IIIFundamentos de Direito:
Cumpre apreciar do objecto do recurso.
Como é sabido, o tribunal de recurso não deve conhecer de questões que não tenham sido suscitadas no tribunal recorrido e de que, por isso, este não cuidou nem tinha que cuidar, a não ser que sejam de conhecimento oficioso. Para além do mais, o âmbito do recurso determina-se pelas conclusões do recorrente (cfr. arts. 684, nº 3, e 690, nº 1, do C.P.C.), só abrangendo as questões que nelas se contêm, ainda que outras tenham sido afloradas nas alegações propriamente ditas, salvo tratando-se de questões de que o tribunal deva conhecer oficiosamente (art. 660, nº 2, “ex vi” do art. 713, nº 2, do mesmo C.P.C.).

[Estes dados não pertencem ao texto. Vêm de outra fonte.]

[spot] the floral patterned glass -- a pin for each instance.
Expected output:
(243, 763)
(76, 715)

Em causa está, em primeiro lugar, a apreciação da arguida nulidade da sentença.
a) Da nulidade da decisão:
Nas sete primeiras conclusões do seu recurso, refere o apelante que a sentença proferida viola o disposto no art. 661, nº 2, do C.P.C., uma vez que condena em quantidade superior ao que se pedia, pelo que se verifica a nulidade prevista no art. 668, nº 1, al. e), do C.P.C..
As nulidades da decisão previstas no art. 668 do C.P.C. são deficiências da sentença que não podem confundir-se com o erro de julgamento que se traduz antes numa desconformidade entre a decisão e o direito (substantivo ou adjectivo) aplicável. Nesta última situação, o tribunal fundamenta a decisão, mas decide mal; resolve num certo sentido as questões colocadas porque interpretou e/ou aplicou mal o direito (cfr. Ac. RC de 15.4.08, in www.dgsi.pt).

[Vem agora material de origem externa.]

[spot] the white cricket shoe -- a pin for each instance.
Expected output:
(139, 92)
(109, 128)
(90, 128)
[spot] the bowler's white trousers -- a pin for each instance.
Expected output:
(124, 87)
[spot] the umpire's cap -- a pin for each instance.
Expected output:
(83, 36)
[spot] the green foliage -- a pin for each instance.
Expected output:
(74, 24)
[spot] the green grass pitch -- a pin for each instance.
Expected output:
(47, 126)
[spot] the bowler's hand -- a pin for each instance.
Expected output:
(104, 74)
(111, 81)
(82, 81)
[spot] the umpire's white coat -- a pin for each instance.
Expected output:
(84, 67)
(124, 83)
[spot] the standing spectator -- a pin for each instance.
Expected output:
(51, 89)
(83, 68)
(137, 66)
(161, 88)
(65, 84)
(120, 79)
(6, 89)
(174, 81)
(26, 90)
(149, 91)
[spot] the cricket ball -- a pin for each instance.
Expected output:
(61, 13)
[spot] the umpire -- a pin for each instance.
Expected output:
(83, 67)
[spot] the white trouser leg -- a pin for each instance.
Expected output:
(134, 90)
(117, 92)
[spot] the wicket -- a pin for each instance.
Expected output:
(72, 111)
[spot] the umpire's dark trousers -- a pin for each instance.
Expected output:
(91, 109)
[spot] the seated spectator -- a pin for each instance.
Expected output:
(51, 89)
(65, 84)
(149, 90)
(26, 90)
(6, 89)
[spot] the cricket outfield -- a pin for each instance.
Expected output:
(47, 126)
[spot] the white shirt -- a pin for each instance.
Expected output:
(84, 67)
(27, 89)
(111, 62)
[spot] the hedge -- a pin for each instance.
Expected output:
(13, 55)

Como se resumiu no Ac. RL de 10.5.95 (in CJ, 1995, t. 3, pág. 179), “As nulidades da sentença estão limitadas aos casos previstos nas diversas alíneas do nº 1 do art. 668 do C.P.C.. Não se verificando nenhuma das causas previstas naquele número pode haver uma sentença com um ou vários erros de julgamento, mas o que não haverá é nulidade da decisão.”
Assim, a sentença será nula apenas: “a) Quando não contenha a assinatura do juiz; b) Quando não especifique os fundamentos de facto e de direito que justificam a decisão; c) Quando os fundamentos estejam em oposição com a decisão; d)Quando o juiz deixe de pronunciar-se sobre questões que devesse apreciar ou conheça de questões de que não podia tomar conhecimento; e) Quando condene em quantidade superior ou em objecto diverso do pedido.” (art. 668, nº 1, do C.P.C., na redacção aplicável).

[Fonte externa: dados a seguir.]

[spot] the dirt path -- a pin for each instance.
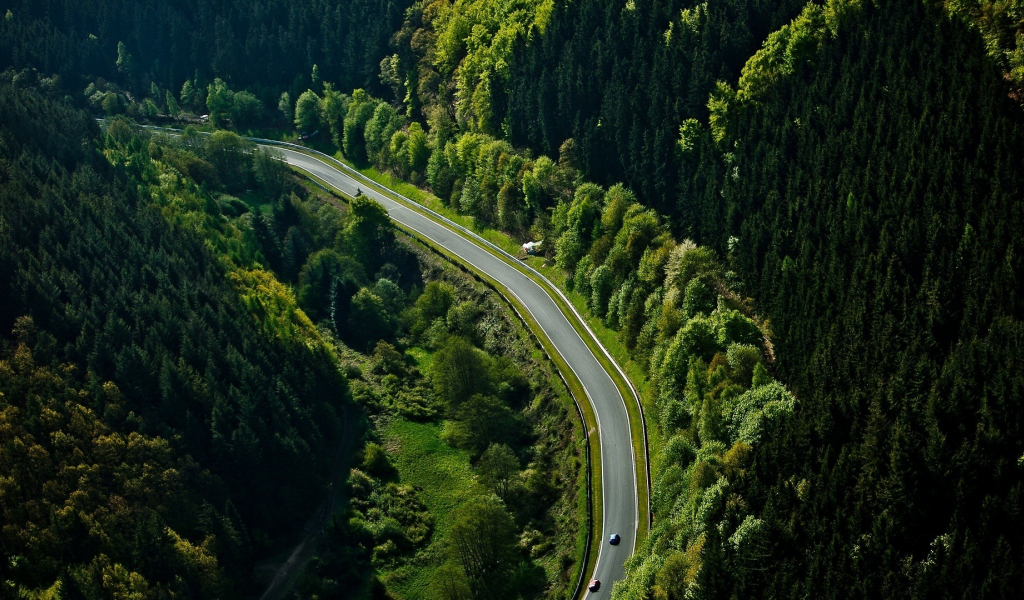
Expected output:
(284, 573)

Vem, por isso, o apelante, como dissemos, arguir a nulidade da decisão recorrida com fundamento na alínea e) do nº 1 do art. 668 do C.P.C..
A questão resume-se, no caso, em saber se, tratando-se de incidente de liquidação, o pedido a considerar deverá ser o inicialmente formulado (no processo crime) ou o depois indicado pelo exequente já no próprio requerimento inicial do incidente de liquidação.
De acordo com a sentença de condenação penal que fundamenta a execução (Acórdão de 28.2.00, proferido no âmbito do processo comum colectivo n.º 265/95, que correu termos no 1º Juízo Criminal do Tribunal Judicial de Barcelos, em que era arguido o aqui executado e ofendida/assistente a aqui demandante), a ora exequente deduziu nos autos respectivos pedido de indemnização cível contra o aqui executado (ali arguido), pedindo a sua condenação no pagamento do montante global de Esc. 3.421.988$00 (€ 17.068.80)“a título de compensação pelos prejuízos causados à sociedade ofendida com a conduta ilícita de que vinha acusado...”. Assinala-se que não consta dos autos, como competiria, o requerimento apresentado no processo comum colectivo respeitante ao pedido de indemnização cível.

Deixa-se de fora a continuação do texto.